学校教育における子どもたちの「心の問題」に対処するために、公立学校にスクールカウンセラーが導入されたのが1995年である。
「不登校」や「いじめ」問題を中心に学校現場の抱える課題の解決に資することが目的であったが、「不登校」も「いじめ」も一向に減少する様子は見られない。
もちろん、こうしたことは現場の教師の能力に問題があるとか、スクールカウンセラーが役に立っていないとか、そういうことを意味しているのではないと考えている。世界のグローバル化や、情報技術を中心としたテクノロジーの急激な発展に始まり、少子高齢化、多様な価値観や文化に対する社会の許容度の変化など、列挙すればキリがないほどの諸要因により、社会の複雑性がさらに増したことがこのことに大きく関わっているだろう。そのため、学校現場においても、これまでとは異なる難しさが生まれてきたといえるのではないだろうか。
こうした新しい諸課題を視野に入れて、子どもたちへのかかわりのあり方を再検討する必要性から、増補新版では、初版の内容を大幅に見直し、学校教育を取り巻く環境の変化を反映した内容とした。
また、学教教育の現場に実際に役立つよう、より具体的な記述を心がけた。それぞれの課題については、本書の各章で扱うため、ここでは触れないが、増補新版の刊行に際して重視したことは次のような点である。
第一に、学校をめぐる様々な人たちの「協働」の視点である。先述の通り、学校の抱える課題はさらに複雑なものとなっている。ひとりの有能な教師が課題を解決するとか、ある専門職が学校現場に導入されて課題を解決するというような時代はとうに過ぎ去っている。異なる専門性を持つ人々が良い関係性のもとに協働し、学校全体で課題の解決に取り組めるような工夫が必要不可欠である。
第二に、児童生徒、教師、保護者、専門職、関連機関、地域住民などを含めた全体的な関係性によりとらえる「システム」の視点である。教師が教室内で行った指導は、その教室内にとどまることなく、学校全体に影響を及ぼすし、逆に、地域で起きた変化は形を変えて、教室の中に影響を及ぼしてくる。これら全体の動きを俯瞰的にとらえるような視点を持つことが必要である。
本書は、著者らが大学において行っている教職課程の授業や心理学に関連する授業の内容をベースにしている。また、それぞれの著者がかかわっている学校現場や臨床現場での実践を通じて得られた内容を加味した上で構成されている。主として扱っている学校種は小学校、中学校、高等学校であるが、広く子どもたちへの教育を考えるのに資するような内容となるよう心がけた。それゆえ、教師をめざしている学生諸君にとどまらず、教師や保護者にも参考になるのではないかと思う。
また、本書は、教育職員免許法施行規則に定められている必修科目である「道徳、総合的な学習の時間等の指導法及び生徒指導、教育相談等に関する科目」のうち、「教育相談(カウンセリングに関する基礎的な知識を含む。
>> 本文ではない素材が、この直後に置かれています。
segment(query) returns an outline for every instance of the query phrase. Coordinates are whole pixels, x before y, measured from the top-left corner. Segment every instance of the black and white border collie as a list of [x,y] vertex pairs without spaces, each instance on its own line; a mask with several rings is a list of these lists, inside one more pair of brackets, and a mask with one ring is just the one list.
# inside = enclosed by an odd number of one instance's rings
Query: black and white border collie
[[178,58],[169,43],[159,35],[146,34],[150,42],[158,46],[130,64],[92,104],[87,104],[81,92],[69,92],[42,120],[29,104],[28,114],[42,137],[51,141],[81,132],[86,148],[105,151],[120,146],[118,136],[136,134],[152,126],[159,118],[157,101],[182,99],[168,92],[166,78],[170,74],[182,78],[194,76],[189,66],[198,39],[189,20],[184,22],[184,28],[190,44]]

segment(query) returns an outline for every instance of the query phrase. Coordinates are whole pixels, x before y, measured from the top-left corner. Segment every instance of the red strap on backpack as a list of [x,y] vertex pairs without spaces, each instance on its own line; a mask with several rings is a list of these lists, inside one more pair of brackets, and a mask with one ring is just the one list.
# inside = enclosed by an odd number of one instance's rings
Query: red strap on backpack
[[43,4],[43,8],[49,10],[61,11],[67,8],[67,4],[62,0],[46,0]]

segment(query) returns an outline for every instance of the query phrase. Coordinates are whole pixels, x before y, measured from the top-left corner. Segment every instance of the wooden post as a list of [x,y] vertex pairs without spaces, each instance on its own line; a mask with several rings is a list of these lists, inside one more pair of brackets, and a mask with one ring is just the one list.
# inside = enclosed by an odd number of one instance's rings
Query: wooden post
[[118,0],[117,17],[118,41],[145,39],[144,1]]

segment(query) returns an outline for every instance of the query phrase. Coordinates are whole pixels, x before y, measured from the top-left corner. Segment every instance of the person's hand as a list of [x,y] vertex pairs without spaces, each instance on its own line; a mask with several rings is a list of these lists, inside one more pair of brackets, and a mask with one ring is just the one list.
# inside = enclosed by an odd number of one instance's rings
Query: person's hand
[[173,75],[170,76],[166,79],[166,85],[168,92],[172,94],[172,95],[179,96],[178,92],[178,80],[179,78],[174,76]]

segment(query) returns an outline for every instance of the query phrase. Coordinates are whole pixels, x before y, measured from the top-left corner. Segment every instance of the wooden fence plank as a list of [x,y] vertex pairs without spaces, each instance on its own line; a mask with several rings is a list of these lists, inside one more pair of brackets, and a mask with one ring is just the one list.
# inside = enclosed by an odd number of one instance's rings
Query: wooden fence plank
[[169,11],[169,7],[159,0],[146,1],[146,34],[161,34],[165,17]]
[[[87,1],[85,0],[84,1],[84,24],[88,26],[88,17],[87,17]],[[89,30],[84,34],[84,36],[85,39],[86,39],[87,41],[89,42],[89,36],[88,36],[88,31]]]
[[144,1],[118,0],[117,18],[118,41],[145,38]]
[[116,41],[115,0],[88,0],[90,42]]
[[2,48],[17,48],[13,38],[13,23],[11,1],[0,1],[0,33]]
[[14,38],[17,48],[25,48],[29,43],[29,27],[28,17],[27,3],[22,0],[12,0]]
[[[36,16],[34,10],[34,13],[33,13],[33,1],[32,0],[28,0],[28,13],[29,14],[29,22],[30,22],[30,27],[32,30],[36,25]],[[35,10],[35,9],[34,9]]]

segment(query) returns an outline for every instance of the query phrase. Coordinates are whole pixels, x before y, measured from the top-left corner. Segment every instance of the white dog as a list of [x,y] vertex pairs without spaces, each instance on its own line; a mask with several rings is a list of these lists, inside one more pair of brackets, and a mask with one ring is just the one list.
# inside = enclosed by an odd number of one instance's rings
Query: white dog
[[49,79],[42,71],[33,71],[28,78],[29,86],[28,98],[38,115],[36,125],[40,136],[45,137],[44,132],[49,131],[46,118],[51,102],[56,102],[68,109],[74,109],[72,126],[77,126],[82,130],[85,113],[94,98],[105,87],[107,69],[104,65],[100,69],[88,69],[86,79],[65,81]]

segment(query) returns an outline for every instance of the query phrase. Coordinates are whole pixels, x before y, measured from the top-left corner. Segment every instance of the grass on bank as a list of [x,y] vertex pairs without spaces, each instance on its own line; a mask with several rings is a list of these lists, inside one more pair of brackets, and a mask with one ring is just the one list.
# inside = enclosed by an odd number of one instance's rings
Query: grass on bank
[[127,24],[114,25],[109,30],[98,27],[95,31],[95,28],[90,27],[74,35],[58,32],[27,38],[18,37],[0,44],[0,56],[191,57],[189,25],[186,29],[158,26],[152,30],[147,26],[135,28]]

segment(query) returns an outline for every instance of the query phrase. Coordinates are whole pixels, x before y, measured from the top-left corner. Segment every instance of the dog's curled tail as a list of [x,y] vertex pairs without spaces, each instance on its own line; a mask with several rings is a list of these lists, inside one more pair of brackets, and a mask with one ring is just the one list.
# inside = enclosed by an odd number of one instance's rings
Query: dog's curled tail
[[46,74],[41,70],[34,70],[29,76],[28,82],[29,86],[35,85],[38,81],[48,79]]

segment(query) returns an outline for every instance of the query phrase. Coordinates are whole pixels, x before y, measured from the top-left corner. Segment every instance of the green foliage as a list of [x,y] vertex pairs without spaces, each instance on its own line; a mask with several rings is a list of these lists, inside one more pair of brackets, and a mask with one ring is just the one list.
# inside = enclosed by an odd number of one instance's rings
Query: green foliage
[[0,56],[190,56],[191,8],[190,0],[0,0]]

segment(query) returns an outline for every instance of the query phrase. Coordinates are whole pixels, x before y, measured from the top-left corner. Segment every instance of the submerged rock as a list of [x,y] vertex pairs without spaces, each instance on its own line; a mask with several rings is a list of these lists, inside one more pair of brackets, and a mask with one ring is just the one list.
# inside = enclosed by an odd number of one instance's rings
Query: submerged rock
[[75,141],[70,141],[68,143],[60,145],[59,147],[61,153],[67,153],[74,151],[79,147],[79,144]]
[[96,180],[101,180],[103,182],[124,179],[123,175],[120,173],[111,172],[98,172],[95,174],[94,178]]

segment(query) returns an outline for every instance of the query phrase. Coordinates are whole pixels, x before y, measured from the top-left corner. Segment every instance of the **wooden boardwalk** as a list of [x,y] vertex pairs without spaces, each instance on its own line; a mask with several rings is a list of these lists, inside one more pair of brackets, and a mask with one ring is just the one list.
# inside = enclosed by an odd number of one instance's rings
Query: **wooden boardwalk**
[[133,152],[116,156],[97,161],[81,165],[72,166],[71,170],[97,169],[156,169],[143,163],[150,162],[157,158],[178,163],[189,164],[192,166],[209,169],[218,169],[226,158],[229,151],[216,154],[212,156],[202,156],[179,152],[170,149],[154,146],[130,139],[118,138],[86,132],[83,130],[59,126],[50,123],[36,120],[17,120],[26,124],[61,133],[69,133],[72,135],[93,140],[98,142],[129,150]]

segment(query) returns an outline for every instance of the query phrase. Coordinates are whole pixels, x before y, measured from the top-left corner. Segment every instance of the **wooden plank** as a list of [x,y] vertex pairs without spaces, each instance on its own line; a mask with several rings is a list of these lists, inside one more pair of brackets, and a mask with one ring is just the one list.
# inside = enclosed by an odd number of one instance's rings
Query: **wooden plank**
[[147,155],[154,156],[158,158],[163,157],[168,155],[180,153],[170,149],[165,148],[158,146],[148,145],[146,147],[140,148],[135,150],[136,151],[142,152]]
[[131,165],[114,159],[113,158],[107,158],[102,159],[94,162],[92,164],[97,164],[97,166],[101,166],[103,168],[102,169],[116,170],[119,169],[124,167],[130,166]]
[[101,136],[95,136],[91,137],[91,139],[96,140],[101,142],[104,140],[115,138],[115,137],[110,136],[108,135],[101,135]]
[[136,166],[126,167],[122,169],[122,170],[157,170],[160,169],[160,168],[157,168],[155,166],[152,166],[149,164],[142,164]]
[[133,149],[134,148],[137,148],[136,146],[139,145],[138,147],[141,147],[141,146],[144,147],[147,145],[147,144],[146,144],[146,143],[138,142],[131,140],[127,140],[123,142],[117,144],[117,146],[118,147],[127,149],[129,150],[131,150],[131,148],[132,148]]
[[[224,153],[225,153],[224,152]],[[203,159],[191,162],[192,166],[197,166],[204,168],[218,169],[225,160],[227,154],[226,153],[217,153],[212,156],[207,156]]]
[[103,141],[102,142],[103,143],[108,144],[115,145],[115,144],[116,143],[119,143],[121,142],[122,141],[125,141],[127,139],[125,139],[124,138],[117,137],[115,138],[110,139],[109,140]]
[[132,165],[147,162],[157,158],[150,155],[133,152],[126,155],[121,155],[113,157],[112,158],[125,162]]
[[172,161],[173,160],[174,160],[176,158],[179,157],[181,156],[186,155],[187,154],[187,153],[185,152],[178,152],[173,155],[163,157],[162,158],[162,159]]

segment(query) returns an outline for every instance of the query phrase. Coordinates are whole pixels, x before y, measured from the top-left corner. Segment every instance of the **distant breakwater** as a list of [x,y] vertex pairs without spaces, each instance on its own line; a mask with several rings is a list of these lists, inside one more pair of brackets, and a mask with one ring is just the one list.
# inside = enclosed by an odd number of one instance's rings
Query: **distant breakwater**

)の理論及び方法」に相当する科目の内容を扱っている。
学術的な専門書とは異なり、記述はなるべく具体的にわかりやすく、読みやすくなるように心がけるとともに、学校現場における実践を踏まえた内容を扱うことを強く意識した。
本書が多くの方々にとって、学校教育を新たな視点から見直す機会につながれば幸いである。

2020 年1 月31 日
                                    伊藤直樹


あとがき

本書の増補新版を刊行するに際し、初版の刊行から10年の月日の間に起きた学校を取り巻く環境の変化が実に大きいことに改めて気づかされた。このためその作業には思いの外、時間を要することとなった。
教師をめざす人のための教育がいかにあるべきかを考える上では「理論と実践の往還」という視点、すなわち、学術的な理論が学校実践にどのように応用されうるか、逆に、学校における実践がどのように理論に還元されうるか、さらに、両者の過程を通じて、よりよい学校教育に資する知見が得られるかという視点が重要であることはいうまでもない。増補新版刊行の作業を通じて、この言葉の持つ意味に沿って知見を文章化することがいかに難しいことであるかについても痛感した。
本書の執筆者は、初等教育から高等教育までの幅広い領域でカウンセリングを中心に実践活動にも取り組んでいる。いずれの執筆者も成長途上の子どもたちや青年を支援する実践活動を行いつつ、自らの技術の向上のために、日々、研鑽を重ねている。大学における授業の中では、最新の専門知識とそれぞれの実践活動から得られた知見が学生に伝えられている。
本書をまとめたことで満足せず、足繁く学校現場に通い、常に学校が直面する課題を肌で感じつつ、また、大学における教員養成に要な事柄をふまえながら、次の時代の教師をめざす人のために何を伝えるべきか、今後も探求し続けていきたいと考えている。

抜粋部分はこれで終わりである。